Pharma dev IRD Toulouse
Oxidation of the amyloid beta peptide and implications in the etiology of Alzheimer's Disease
Alzheimers disease (AD) is the leading cause of dementia in the elderly, by striking 1 over 20 in the World. A defining feature in AD is the post-mortem observation of proteinaceaous plaques, mainly composed of the amyloid-beta peptide (Aß), along with metal ions such as copper, iron or zinc. Aß is found aggregated as amyloid fibrils in the plaques of AD brains, but is present as soluble monomer in healthy subjects. Thus, aggregation of Aß is a critical step and intermediates (often called oligomers) seem to be the most toxic species, reported to mediate oxidative stress by production of reactive oxygen species (ROS). The redox active metal ions (Cu, Fe) are pivotal in the production and defense of ROS (like NADPH oxidase and SOD, respectively), and loosely bound Fe and Cu can catalyze efficiently the generation of ROS. Indeed, in AD more loosely bound Cu and Fe have been detected and there is a large body of evidence that Cu bound to Aß is part if this Cu pool. Cu can also influence the aggregation of Aß. Thus, the complexes formed between metal ions and Aß might be the cross point of ROS production and Aß aggregation linked to Aß-induced toxicity in AD. Their study appears as particularly promising in understanding the mechanisms of AD development in brain.
The project AlzABox aims at studying the relation between metal-induced oxidative stress in AD, the resulting oxidative damages on the Aß peptide and their consequences on the main mechanisms involved in AD etiology, i.e. aggregation, ROS production and cell toxicity. For this purpose, an interdisciplinary approach, at the frontier between chemistry and biology, is proposed to be developed for i) deeply characterizing the metal-induced oxidative modification undergone by the Aß peptide for in vitro and in vivo model systems, ii) understanding the consequences of Aß oxidation regarding the aggregation mechanism, the coordination of metal ions, the metal-induced ROS production and the cell toxicity, iii) establishing biologically relevant mechanisms of oxidation that might be involved in AD development.

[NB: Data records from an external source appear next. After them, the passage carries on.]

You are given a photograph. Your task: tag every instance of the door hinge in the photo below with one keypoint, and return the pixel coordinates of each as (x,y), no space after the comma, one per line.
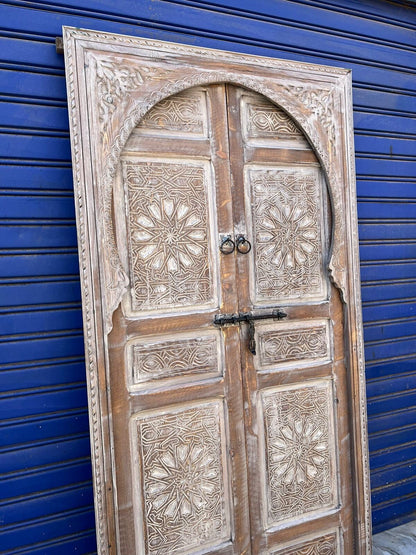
(250,318)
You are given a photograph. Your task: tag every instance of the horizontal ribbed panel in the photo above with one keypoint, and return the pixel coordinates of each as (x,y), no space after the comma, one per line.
(44,444)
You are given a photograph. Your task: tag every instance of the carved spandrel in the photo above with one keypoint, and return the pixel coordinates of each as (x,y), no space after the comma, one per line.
(300,458)
(265,120)
(327,544)
(168,235)
(293,342)
(174,359)
(181,114)
(185,502)
(287,225)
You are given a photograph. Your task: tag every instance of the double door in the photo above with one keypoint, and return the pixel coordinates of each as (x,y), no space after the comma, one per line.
(226,358)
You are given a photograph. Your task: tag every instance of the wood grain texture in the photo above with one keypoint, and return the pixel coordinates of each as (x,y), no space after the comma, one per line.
(150,259)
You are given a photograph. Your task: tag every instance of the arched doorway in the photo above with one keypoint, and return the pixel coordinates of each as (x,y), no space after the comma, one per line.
(226,358)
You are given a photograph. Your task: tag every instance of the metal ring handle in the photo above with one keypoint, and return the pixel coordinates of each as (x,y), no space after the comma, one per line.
(243,245)
(227,245)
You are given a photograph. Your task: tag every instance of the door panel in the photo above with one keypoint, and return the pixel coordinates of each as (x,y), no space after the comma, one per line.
(286,216)
(182,396)
(184,384)
(226,430)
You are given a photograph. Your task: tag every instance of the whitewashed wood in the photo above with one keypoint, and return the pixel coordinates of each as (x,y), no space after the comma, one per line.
(286,213)
(300,459)
(182,487)
(293,343)
(328,544)
(400,540)
(152,361)
(125,77)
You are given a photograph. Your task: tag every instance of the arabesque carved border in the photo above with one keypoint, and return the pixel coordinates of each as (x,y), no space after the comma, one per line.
(314,96)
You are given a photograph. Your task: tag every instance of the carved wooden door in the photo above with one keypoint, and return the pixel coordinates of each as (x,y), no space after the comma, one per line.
(223,210)
(225,360)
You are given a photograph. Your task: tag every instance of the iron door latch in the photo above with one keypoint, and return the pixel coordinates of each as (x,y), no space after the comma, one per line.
(250,318)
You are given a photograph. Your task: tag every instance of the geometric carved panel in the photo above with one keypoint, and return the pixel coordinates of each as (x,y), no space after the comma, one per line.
(323,545)
(181,466)
(300,458)
(287,226)
(168,234)
(183,113)
(294,342)
(187,357)
(268,121)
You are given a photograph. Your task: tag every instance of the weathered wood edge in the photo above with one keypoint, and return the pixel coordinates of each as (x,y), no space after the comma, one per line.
(71,36)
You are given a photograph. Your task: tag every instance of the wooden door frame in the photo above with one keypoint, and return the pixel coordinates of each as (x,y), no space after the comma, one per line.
(107,99)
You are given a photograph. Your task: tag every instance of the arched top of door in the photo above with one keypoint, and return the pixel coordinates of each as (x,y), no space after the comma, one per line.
(128,76)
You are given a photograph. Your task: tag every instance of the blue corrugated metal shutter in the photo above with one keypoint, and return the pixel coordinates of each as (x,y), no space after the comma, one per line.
(45,466)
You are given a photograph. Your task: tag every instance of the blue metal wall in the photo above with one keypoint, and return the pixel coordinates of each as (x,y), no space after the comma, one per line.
(46,505)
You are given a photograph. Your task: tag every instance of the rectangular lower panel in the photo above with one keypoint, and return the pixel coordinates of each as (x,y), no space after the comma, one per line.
(293,343)
(182,497)
(325,544)
(299,452)
(161,360)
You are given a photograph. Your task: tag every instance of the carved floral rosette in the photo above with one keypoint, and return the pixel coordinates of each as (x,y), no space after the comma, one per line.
(126,77)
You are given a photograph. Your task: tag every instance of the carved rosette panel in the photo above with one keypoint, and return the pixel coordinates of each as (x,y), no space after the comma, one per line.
(184,357)
(185,502)
(323,545)
(294,342)
(182,113)
(287,227)
(299,442)
(168,235)
(267,121)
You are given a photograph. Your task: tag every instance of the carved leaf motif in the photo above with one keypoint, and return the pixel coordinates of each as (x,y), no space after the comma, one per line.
(325,545)
(286,219)
(114,81)
(266,120)
(319,102)
(284,345)
(173,358)
(185,505)
(168,235)
(183,113)
(300,466)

Mass spectrometric-based analytical methodologies (coupled to chromatography, high resolution), coordination chemistry, cell and living systems biology are among the disciplines that will be implemented to gain knowledge at the molecular level and ensure the biological relevance, for the success of the project.
The novel and original approach developed in the project AlzABox will first lead to improve the knowledge on the oxidative modification undergone by the Aß peptide, submitted to oxidative stress conditions: identification of the oxidized amino acid residues, nature of the chemical modification, preferential amino acid residues targeted by the ROS attack and time-dependency of oxidation, primary events of the oxidation process that impact the Aß sequence, nature of oxidation as the function of the initial aggregation state of the Aß peptide (monomers, oligomers, amorphous aggregates, fibrils) Then, by putting in perspective the study of the coordination of metal ions (Cu+, Cu2+, Zn2+) to the Aß oxidized species and the propensity of these latter to aggregate, produce ROS or be toxic for cell, a comprehensive mechanism should emerge regarding the deleterious impact of Aß oxidation towards neurons. Comparison with the Aß oxidized species as characterized in the brain of transgenic AD mice, at different levels of AD development, and in the post-mortem brain samples from AD patients will ascertain the biological relevance of the results.
Finally, by gaining significant insights into the mechanisms of Aß oxidation, their consequences on aggregation, ROS production, metal ion binding and cell toxicity, the project AlzABox should contribute significantly to improve the knowledge on the AD pathology and further open ways to the development of of novel therapeutic strategies, targeting the early stages of AD.